Overplaying one's projected record can also stem from having relatively more success in higher-leverage situations, such as hitting well with runners in scoring position, or being especially stingy in surrendering runs late in the game. In fact, a strong bullpen is probably the most consistent means of such overachievement. Of the 15 teams above who played after 1953 (the boundary of our sortable stat database), 14 of them had bullpens that finished in the top three in the league in Reliever Expected Wins Added (WXRL), and the trend continues if we round out the list of post-1953 third-order overachievers to an even 20:
Year Team D3 Rk 2004 NYA 12.7 2 1970 CIN 12.6 2 2007 ARI 12.2 2 1954 BRO 12.1 2 2005 CHA 12.1 2 2002 MIN 11.7 1 1954 CLE 11.4 1 1961 CIN 11.2 1 1972 NYN 11.0 2 1984 NYN 10.7 3 1977 BAL 10.2 14 2006 OAK 10.2 3 1997 SFN 10.0 3 2007 SEA 10.0 3 1960 NYA 9.6 2 1959 CHA 9.3 1 1978 CIN 9.3 1 1961 LAN 9.0 3 1969 NYN 9.0 1 2001 NYN 9.0 2
Now that's a trend. In this table, Rk is team's rank in WXRL within its league. Six of these teams led the league, eight more were the runners-up, five finished third (only one of them from the eight-team league days)... and then you have the 1977 Orioles, who did their best to drive a few nails into Earl Weaver's coffin with a bullpen that was the worst in the league, finishing right at replacement level (0.0 WXRL). They still went 32-19 in one-run games and 20-9 in two-run games, overcoming that leaky bullpen with the league's best starting rotation, namely Jim Palmer, Mike Flanagan, Rudy May, Ross Grimsley, and sometimes Dennis Martinez. They threw 65 complete games, 12 more than the second-ranked team, and led the league in SNLVAR going away.
Those Orioles are the exception that proves the rule. Between the rotation and the bullpen, the latter is far more likely to influence a disparity between actual and projected record. The correlation between a team's D3 and their SNLVAR total is just .21, whereas between their D3 and WXRL total it's .42. Alas, I don't have any hitting-based win-expectancy data at my fingertips to provide a correlation from the other side of the aisle.
This year' Angels, of course, have a typically excellent bullpen; they're second in the league in WXRL, though a good 3.5 wins behind the Rays (all stats and rankings through Sunday). K-Rod himself is second behind Joe Nathan, set-up man Scot Shields has rebounded from a rough 2007 season to rank 15th, rookie Jose Arredondo is 20th, and lefty Darren Oliver is 22nd.

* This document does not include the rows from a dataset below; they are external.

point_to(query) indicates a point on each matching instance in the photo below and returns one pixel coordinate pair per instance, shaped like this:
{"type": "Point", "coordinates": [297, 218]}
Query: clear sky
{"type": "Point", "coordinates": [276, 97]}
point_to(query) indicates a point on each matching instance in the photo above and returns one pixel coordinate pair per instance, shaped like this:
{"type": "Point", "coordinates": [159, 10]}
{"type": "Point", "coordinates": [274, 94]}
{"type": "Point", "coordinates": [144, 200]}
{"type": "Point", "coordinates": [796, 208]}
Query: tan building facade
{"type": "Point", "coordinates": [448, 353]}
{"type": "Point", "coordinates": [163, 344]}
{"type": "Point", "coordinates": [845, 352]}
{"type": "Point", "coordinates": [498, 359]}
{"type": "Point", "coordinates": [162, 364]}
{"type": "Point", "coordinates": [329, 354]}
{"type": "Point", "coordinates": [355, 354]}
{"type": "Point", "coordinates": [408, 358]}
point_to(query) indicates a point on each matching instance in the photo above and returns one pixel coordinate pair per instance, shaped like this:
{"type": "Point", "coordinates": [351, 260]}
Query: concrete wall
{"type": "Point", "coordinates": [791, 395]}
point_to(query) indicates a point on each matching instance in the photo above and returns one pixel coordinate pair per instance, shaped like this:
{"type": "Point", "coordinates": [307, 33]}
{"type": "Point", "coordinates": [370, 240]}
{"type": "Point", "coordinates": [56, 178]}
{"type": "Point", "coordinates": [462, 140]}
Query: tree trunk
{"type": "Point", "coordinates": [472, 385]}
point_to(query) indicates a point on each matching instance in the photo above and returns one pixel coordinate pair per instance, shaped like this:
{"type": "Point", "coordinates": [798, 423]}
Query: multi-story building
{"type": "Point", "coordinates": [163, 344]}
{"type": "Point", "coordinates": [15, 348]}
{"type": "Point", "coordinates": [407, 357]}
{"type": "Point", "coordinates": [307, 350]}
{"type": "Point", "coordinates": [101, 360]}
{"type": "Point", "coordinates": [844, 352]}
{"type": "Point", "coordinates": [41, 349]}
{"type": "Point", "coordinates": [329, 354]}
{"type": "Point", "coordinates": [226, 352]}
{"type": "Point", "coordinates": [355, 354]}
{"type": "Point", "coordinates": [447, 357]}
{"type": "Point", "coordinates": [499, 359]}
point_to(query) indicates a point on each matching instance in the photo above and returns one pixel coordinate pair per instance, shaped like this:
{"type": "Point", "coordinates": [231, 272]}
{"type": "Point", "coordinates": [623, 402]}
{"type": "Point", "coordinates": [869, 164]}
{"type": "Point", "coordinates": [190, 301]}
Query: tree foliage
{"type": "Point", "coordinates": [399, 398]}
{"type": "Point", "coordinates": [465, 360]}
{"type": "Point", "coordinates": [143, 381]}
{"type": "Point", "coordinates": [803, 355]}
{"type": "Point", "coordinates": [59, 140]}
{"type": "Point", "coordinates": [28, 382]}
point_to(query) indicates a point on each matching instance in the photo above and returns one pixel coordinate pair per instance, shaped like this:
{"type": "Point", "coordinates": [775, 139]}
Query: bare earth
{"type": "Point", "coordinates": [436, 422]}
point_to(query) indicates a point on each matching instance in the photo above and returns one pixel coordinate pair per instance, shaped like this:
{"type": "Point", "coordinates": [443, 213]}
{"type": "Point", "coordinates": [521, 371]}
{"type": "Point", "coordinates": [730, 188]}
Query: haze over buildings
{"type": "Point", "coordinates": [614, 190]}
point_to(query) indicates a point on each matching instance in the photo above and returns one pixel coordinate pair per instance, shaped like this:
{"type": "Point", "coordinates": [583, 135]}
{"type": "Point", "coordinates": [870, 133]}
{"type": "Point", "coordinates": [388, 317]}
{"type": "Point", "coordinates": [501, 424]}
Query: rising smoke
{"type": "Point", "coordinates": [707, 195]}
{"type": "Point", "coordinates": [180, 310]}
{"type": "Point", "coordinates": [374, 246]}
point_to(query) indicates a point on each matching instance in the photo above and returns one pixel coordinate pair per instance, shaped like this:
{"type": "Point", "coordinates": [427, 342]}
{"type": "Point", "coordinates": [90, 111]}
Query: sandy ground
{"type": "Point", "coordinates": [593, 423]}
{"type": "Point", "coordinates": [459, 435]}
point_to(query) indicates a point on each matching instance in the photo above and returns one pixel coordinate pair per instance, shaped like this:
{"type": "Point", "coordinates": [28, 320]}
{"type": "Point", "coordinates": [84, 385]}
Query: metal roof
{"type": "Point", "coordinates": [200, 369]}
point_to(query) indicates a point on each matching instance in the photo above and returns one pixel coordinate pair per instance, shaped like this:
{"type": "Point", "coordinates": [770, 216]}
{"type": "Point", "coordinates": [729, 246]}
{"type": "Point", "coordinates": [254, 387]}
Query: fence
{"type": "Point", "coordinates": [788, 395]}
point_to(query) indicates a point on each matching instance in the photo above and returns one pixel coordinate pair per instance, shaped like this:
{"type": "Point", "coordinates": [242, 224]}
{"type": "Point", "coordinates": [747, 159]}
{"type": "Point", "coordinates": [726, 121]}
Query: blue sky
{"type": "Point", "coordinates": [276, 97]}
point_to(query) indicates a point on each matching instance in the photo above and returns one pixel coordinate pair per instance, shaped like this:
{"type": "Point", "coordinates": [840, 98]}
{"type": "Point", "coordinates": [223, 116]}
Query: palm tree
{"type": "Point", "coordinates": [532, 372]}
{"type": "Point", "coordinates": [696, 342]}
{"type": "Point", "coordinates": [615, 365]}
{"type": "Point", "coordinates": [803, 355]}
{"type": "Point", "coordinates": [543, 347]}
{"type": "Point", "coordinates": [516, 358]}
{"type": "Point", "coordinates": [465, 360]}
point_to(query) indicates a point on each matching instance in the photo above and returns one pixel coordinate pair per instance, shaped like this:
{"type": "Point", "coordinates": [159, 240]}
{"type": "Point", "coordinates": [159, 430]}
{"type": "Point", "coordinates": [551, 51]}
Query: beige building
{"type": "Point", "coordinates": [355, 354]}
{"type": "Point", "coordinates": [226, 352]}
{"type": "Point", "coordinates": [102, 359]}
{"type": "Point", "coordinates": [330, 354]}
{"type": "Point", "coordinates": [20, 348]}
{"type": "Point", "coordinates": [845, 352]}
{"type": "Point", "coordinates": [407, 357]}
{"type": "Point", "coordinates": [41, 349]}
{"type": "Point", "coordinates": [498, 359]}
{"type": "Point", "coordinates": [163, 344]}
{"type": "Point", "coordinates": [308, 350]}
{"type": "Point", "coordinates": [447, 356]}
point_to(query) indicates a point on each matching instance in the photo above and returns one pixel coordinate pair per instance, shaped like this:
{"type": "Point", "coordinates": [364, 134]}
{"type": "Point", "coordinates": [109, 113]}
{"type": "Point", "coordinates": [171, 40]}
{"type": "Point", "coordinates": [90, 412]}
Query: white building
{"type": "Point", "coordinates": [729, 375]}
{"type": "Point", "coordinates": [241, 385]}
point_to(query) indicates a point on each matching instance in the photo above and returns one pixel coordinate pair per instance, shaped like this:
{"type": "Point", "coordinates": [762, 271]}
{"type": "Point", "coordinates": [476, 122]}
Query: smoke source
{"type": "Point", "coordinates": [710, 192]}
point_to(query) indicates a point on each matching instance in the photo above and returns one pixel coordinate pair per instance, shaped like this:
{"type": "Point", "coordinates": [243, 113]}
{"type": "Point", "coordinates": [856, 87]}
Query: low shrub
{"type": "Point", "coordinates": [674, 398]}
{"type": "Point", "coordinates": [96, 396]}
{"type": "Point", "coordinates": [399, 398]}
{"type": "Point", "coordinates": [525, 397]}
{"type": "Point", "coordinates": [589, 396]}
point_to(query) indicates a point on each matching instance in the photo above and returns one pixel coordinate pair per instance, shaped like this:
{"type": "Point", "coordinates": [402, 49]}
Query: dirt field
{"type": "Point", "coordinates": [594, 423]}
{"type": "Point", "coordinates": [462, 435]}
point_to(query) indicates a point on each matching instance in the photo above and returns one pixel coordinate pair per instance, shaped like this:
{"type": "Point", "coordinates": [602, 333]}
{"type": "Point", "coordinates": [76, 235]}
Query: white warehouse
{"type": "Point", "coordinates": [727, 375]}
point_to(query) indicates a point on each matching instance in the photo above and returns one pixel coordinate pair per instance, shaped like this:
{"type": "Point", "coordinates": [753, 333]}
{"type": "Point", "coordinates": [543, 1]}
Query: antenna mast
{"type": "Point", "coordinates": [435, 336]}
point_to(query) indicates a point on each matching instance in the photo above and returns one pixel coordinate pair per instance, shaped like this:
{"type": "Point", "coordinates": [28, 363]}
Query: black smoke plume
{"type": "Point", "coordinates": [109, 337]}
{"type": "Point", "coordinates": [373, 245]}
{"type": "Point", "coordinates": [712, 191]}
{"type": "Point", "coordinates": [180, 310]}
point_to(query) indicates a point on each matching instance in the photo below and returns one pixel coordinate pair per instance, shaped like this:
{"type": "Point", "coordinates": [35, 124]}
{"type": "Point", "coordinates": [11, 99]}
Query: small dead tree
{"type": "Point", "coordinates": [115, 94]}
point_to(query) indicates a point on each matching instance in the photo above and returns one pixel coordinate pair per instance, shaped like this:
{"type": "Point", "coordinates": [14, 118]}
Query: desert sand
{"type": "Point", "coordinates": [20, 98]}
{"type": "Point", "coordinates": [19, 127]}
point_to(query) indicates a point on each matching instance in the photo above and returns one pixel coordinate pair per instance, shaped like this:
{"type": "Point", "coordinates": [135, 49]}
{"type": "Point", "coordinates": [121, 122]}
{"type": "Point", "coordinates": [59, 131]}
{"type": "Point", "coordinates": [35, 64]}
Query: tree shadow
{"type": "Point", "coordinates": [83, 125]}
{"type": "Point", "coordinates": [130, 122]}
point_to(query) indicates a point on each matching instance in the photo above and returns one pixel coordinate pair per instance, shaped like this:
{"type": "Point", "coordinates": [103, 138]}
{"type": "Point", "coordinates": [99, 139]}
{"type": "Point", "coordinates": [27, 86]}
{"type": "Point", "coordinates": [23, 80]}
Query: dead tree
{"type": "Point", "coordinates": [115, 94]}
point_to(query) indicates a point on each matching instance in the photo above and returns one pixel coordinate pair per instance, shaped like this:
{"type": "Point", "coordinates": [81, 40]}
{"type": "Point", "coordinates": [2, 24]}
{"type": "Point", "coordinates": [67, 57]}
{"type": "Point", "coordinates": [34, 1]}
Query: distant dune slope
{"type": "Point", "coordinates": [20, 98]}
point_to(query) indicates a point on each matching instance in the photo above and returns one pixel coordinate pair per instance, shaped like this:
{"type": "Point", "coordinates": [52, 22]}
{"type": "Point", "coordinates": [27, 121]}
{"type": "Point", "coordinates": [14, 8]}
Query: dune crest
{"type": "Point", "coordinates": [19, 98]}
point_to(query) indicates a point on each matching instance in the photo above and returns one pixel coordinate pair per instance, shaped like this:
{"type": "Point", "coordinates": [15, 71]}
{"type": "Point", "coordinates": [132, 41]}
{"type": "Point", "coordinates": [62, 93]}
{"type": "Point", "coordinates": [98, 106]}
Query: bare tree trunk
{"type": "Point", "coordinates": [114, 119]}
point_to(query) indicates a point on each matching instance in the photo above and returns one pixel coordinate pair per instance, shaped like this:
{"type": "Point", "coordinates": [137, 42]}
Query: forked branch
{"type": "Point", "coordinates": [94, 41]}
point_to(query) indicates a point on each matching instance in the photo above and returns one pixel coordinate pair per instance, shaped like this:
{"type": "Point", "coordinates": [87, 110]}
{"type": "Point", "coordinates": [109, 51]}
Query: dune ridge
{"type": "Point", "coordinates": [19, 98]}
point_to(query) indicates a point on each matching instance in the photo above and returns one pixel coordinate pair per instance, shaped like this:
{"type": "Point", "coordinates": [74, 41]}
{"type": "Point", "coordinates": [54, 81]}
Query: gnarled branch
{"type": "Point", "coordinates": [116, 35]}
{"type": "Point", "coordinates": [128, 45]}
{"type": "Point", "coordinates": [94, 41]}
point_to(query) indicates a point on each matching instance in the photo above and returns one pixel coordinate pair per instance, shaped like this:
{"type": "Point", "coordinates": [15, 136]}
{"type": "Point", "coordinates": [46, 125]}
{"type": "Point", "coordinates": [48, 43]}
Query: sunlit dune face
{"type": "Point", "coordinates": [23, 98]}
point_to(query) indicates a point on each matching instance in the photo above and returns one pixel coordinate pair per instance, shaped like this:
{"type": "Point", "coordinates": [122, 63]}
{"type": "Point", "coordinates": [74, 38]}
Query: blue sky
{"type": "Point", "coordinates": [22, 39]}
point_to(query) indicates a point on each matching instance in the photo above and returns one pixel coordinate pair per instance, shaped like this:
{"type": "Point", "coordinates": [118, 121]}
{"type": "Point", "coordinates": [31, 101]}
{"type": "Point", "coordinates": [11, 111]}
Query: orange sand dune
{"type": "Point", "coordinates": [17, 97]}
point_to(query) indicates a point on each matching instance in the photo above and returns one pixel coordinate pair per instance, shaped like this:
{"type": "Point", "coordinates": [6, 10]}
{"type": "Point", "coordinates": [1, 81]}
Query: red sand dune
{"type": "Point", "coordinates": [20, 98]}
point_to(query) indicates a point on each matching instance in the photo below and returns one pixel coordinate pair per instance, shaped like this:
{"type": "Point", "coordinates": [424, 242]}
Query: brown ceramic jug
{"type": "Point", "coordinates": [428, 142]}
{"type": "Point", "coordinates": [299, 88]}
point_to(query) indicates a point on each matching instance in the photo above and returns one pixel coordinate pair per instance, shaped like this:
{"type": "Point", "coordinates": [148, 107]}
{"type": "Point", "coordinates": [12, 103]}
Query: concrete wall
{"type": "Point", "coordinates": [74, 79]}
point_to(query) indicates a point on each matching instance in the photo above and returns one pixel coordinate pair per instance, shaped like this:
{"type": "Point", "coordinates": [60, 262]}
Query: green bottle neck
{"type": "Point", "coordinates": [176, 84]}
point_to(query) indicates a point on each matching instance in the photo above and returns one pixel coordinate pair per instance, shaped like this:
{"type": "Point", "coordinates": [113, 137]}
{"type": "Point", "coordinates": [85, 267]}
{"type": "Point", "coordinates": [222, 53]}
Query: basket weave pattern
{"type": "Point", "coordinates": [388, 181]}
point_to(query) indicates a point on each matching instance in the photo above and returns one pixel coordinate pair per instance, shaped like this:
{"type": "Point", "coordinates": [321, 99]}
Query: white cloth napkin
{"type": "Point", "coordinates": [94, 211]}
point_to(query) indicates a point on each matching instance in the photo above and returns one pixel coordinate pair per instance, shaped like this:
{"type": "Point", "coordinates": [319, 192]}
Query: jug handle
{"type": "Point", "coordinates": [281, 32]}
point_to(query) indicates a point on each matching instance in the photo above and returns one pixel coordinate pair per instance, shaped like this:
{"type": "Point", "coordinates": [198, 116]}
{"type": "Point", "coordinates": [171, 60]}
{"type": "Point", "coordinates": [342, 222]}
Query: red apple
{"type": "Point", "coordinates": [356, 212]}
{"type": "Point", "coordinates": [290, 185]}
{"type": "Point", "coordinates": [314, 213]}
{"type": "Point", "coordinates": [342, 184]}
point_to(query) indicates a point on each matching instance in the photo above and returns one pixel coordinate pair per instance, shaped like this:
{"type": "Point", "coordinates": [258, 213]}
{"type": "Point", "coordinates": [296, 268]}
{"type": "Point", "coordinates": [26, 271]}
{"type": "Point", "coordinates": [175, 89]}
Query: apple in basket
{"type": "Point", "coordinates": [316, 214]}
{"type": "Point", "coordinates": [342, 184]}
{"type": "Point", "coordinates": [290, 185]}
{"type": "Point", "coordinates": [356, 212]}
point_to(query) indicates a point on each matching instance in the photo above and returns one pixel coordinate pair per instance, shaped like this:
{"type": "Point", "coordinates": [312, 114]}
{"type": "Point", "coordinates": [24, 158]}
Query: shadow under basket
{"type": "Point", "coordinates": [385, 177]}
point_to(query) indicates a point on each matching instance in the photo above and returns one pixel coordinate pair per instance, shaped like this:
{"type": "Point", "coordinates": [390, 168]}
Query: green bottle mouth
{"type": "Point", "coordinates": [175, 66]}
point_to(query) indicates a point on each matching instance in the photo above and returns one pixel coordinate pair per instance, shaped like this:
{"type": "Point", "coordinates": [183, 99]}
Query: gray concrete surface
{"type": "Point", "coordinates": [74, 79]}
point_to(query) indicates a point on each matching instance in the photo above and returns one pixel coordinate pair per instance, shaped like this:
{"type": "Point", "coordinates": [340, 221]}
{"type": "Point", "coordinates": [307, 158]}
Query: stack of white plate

The Angels have a pretty good rotation too; while they rank sixth in the league in SNLVAR, they're closer to first place than to seventh. Which is why they're coasting to their fourth division title in the last five years with a hefty double-digit lead in the AL West. As the old saying goes, you can't have too much pitching.
The all-time D3 list above suggests several lines for further inquiry in addition to the ones already mentioned (follow-up seasons, correlation to other team-based statistics) or implied (a bizarro list of the teams who finished with the largest negative third-order discrepancies). One of the more obvious subjects is the fact that seven of the top 20 overachievers hail from 2000 or later, raising the question of whether there's something about the current era that lends itself to a wider spread in over- or under-achievement, such as today's more specialized bullpen usage patterns. As with the 2008 Angels' ultimate fate, that's a topic worth revisiting.